April 11, 2009

The Agony Of Almost

Kenny Perry could kick himself over the way he lost the Masters on Sunday. At least publicly, he refused to do so

Even after Kenny Perry blew his chance to win the Masters on Sunday, he said life could be worse.

Even after Kenny Perry blew his chance to win the Masters on Sunday, he said life could be worse.

AUGUSTA, Ga. -- There are a lot of ways to lose the Masters, as Kenny Perry found out on a heartbreaking final Sunday at Augusta National Golf Club.

He led by two shots on the 17th tee, but bogeyed the last two holes to drop into a three-way playoff with Angel Cabrera and Chad Campbell.

On the 10th hole, the second playoff hole, after Campbell had dropped out, Perry drove left into a grove of trees. Actually, those trees are something else. They are the road to the airport. Cabrera closed out his second major championship with ease, and Perry was left shaking his head, and then shaking the winner's hand.
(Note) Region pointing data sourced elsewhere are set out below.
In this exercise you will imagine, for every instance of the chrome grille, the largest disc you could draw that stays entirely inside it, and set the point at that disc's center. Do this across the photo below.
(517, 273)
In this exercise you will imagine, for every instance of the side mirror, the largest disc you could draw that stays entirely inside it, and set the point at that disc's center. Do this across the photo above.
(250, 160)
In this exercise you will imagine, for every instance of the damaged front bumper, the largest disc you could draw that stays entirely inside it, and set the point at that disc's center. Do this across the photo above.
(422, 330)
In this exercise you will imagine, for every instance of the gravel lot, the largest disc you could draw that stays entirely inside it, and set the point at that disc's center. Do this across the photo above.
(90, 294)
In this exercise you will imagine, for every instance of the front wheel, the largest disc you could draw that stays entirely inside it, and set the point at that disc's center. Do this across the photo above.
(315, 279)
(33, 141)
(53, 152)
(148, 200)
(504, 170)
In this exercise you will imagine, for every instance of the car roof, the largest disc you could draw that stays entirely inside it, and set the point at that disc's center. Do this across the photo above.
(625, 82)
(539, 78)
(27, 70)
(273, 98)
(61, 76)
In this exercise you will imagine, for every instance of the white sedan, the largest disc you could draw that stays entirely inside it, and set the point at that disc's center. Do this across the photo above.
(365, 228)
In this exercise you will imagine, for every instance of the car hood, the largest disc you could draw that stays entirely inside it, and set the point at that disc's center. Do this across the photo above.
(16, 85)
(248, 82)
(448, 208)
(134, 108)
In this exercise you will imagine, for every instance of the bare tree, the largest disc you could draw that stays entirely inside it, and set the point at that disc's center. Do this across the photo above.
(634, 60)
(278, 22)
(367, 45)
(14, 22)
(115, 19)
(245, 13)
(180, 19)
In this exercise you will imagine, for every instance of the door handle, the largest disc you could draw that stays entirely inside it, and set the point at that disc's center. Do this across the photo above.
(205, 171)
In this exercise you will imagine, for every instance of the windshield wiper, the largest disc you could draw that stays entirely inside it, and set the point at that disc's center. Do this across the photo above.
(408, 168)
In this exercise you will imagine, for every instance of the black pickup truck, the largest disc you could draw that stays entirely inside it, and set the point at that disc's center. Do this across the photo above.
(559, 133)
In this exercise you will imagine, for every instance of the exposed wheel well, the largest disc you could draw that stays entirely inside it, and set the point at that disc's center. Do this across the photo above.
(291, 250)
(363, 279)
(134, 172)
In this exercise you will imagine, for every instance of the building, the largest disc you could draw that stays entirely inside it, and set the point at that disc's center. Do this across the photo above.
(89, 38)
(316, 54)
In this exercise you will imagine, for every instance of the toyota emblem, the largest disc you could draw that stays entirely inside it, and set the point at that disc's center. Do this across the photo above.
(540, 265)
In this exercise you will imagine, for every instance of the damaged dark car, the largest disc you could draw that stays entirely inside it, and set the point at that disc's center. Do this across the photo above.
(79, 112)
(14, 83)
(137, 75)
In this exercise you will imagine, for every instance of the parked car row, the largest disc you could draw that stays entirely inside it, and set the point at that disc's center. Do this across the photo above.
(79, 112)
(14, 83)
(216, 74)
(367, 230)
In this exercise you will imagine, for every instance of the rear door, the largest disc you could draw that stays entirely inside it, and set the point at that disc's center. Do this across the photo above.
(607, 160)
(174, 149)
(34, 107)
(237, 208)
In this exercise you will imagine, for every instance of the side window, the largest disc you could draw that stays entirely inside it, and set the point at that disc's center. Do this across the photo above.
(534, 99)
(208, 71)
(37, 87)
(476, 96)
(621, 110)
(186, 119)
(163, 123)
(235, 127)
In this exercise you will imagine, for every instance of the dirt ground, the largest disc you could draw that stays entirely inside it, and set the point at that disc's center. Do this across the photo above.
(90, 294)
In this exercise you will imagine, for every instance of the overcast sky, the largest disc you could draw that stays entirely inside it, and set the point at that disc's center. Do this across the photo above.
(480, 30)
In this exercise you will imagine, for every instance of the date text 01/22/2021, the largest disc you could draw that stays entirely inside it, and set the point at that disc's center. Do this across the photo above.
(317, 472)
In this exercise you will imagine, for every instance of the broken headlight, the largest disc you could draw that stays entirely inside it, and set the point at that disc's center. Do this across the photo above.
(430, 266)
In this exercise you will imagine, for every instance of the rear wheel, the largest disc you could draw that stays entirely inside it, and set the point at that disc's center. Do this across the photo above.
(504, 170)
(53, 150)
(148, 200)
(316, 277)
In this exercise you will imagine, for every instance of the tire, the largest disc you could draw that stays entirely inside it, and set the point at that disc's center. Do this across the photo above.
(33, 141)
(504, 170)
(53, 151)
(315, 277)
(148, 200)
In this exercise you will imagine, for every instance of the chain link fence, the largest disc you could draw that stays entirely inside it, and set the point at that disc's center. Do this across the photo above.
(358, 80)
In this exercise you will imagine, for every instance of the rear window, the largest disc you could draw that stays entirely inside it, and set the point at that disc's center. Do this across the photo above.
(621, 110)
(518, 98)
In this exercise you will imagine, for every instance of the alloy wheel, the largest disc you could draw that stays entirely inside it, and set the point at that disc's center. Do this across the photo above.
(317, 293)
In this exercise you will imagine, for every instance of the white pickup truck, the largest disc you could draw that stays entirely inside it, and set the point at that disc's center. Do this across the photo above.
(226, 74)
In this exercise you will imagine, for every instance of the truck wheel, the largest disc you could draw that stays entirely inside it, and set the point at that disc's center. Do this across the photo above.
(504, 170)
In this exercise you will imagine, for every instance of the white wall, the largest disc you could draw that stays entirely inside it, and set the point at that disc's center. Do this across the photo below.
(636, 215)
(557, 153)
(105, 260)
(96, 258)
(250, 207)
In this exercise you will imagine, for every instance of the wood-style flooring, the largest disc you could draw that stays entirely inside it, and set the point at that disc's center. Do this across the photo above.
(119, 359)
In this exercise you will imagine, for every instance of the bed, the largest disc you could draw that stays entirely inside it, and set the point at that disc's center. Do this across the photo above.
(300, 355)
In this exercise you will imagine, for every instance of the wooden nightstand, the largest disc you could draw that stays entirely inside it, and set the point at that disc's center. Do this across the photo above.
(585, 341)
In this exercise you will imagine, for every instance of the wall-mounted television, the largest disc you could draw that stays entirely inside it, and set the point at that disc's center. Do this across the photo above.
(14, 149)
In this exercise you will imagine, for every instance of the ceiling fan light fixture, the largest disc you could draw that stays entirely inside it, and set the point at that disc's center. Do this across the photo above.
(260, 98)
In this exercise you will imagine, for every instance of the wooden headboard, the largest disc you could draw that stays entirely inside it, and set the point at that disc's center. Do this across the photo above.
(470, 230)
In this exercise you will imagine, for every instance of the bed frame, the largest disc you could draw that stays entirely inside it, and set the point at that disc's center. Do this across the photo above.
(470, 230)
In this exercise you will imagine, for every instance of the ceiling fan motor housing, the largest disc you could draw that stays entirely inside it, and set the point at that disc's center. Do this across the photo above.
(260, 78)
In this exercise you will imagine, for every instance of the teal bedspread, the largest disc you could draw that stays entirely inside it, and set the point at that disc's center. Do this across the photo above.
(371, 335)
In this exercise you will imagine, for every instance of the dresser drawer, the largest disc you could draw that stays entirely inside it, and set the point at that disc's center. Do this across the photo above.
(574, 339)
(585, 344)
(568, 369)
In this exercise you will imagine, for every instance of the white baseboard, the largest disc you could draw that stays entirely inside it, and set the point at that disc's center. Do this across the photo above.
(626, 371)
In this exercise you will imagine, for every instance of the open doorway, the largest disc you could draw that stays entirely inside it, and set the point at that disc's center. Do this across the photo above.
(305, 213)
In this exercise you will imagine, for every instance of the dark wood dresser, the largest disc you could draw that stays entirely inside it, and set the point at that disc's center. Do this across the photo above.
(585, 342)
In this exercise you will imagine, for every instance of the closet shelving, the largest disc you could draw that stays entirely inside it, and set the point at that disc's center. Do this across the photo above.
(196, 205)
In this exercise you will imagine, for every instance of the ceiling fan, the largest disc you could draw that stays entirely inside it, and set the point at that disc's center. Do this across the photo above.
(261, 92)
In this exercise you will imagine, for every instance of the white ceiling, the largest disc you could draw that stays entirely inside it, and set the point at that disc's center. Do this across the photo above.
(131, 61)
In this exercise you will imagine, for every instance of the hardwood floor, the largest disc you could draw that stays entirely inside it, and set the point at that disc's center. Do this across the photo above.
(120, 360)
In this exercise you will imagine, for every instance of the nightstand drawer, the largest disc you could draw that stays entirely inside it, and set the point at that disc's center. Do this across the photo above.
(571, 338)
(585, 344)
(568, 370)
"It's amazing, I guess," he said.

Perry, 48, could have two major titles, but he's won none. He also lost in a playoff at the 1996 PGA Championship at Valhalla when Mark Brooks beat him.
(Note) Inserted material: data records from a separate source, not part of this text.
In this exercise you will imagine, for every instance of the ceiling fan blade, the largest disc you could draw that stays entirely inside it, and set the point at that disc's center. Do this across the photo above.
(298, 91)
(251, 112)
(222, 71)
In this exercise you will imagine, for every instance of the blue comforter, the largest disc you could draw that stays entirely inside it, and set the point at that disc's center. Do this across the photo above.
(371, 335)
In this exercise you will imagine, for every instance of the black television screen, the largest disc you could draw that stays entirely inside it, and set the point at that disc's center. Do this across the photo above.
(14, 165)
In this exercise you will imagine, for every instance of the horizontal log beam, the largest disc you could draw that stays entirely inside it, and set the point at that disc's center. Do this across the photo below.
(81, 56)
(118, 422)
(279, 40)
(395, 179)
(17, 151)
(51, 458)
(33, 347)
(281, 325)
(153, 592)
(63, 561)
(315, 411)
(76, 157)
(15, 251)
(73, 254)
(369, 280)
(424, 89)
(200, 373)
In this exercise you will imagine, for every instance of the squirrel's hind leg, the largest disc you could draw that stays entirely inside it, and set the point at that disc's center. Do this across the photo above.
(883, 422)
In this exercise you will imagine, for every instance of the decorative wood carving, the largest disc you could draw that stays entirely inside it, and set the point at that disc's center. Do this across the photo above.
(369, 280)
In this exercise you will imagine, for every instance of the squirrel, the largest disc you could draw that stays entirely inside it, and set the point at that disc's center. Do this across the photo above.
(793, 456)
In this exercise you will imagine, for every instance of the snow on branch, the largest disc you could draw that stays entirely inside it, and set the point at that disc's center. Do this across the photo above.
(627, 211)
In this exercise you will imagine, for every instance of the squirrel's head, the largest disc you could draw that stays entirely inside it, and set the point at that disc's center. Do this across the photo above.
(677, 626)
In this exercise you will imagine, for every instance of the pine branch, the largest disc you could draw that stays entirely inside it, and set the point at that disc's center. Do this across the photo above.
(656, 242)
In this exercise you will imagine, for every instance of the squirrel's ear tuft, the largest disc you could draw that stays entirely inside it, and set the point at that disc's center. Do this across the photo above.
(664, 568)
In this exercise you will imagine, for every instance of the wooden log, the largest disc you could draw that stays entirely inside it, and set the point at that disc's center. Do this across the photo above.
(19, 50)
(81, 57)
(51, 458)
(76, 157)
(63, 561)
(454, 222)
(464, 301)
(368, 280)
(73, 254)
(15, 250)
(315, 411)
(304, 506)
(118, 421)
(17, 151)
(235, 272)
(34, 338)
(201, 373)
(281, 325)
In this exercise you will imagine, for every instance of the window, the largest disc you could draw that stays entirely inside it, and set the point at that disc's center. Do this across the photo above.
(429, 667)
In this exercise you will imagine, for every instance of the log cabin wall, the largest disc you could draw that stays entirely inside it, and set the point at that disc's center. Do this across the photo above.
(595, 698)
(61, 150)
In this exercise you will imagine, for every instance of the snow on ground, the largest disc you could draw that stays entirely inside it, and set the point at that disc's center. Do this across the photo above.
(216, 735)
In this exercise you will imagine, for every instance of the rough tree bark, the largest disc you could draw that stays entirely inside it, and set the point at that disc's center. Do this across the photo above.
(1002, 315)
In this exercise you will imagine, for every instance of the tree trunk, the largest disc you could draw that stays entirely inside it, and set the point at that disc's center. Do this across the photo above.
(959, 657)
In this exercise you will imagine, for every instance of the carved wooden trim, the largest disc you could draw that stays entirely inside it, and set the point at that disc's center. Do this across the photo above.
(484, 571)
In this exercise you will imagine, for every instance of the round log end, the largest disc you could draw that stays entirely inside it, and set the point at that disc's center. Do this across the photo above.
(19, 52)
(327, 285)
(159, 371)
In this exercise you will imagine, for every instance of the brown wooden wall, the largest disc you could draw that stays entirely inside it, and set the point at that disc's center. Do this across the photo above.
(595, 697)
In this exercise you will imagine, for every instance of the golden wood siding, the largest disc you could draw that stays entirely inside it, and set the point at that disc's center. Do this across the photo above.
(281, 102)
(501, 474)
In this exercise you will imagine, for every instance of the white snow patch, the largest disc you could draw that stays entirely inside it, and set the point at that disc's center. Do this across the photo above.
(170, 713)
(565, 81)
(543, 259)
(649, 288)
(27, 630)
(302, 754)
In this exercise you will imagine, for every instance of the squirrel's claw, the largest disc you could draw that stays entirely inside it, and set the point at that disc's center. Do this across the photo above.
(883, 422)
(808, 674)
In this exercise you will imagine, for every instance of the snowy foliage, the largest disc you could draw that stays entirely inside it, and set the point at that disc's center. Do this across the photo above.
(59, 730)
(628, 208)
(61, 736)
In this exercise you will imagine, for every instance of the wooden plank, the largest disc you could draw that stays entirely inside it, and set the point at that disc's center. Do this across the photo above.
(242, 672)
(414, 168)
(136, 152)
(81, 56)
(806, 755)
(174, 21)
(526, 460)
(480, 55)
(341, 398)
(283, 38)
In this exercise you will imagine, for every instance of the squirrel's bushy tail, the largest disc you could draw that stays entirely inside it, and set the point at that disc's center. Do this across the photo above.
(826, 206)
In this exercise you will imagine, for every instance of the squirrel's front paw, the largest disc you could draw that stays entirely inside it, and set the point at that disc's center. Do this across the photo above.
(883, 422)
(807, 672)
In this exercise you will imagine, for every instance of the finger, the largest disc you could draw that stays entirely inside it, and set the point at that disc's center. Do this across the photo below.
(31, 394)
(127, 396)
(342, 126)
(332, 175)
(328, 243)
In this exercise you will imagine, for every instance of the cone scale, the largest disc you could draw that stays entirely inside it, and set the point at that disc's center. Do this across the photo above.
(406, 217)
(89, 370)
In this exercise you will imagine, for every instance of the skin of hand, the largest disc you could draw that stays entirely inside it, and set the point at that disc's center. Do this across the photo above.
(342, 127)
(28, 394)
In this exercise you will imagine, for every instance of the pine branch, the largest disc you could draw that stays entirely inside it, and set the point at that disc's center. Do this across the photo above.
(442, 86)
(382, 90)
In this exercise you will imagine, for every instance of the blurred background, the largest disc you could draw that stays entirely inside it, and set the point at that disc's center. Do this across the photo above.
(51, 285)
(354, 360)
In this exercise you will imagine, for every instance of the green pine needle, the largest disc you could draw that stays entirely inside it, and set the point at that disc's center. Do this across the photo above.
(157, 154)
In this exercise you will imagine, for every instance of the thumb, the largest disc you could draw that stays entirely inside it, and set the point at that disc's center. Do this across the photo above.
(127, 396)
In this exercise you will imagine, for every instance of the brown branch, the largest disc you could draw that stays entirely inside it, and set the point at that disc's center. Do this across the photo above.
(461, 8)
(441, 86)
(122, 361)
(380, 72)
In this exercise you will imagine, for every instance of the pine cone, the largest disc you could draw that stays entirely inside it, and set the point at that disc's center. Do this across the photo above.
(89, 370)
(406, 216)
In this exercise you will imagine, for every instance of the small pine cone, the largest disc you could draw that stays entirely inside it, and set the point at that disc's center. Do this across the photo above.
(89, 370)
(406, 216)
But Perry said that's simply the way it goes.

"I'll have a lot of memories, when it gets down to these deals, that the great players get the job done and the average players don't. But if this is the worst thing that happens to me in my life, then I'm pretty good."

Perry said his mother has cancer. He said there is more to his life than losing a major, in a playoff, no matter how it happens. He refused to second-guess himself about not holding on to a lead.

"I'm not going there. I'm not going pity-person on me. All I know is all the big stars make it happen. They are where they are and we're down here.

"I just hope somewhere I can get back there again."

Perry blamed missing too many make-able putts early in his round, not the bogeys at the end. He made 11 straight pars before his first birdie of the day. And with a chance to get another birdie and some breathing room at the par five 13th, Perry three-putted for par.

"You know, I had a shot to win. I'm not going to hang my head from this deal. I am proud. I may not ever get this opportunity again, but it was a blast. I had the tournament to win, but I lost."

The first to shake Cabrera's hand was Perry.

"I don't root against anybody, because I know how hard it is," Perry said. "I know how momentum swings here and there."

Perry said he's had "a pretty good" career, with 13 victories, including one this year when he defeated Charley Hoffman at the FBR Open.

He just wishes he could have just one major . . . and thinks about the putt that he left 10 inches short on the 72nd hole, the putt that would have won the Masters.

"It was just a nervous putt, that was more disappointing than anything to not give that putt enough. Every great player has made that putt . . . Mark O'Meara made it, Tiger made it. I didn't.

"But there's no use thinking about it. I can't go there. I lost."